Menchaca clearly expects to decide the fate of Industry City’s rezoning application. In March 2019, citing concerns over displacement and gentrification in Sunset Park, Menchaca warned that the application would be “dead on arrival” if the development team did not delay entering Ulurp.

Back in September, after delaying the process, Menchaca said the rezoning application could proceed if the development team made certain concessions. The application to rezone the 35-acre complex, which would allow for more retail, academic space and offices, as well as a pair of hotels, at the Third Avenue site, began the city’s seven-month land-use review process in October. Due to the coronavirus, the process has been halted since March and is expected to restart in September.

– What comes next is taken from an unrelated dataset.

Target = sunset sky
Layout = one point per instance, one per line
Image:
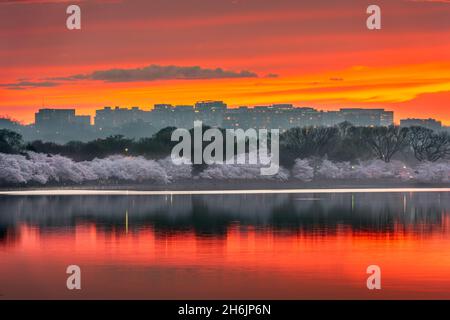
(246, 52)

Since entering Ulurp, the application faced opposition from local community boards, while Brooklyn Borough President Eric Adams supported certain aspects of the rezoning and opposed others. In a March letter to City Planning, Adams notes that Menchaca would lend his support to the rezoning only if hotels were removed from the application. Though Industry City CEO Andrew Kimball agreed to this condition, according to Adams, hotels remained part of the application.

For “technical, procedural” reasons, Silberstein said the plan was to remove hotels from the proposal once it moved to the City Council.

Typically, contentious negotiations between developers and the local member are decided at the end of the seven-month process, just before the vote. It is exceedingly rare for a member to declare an application dead midway through.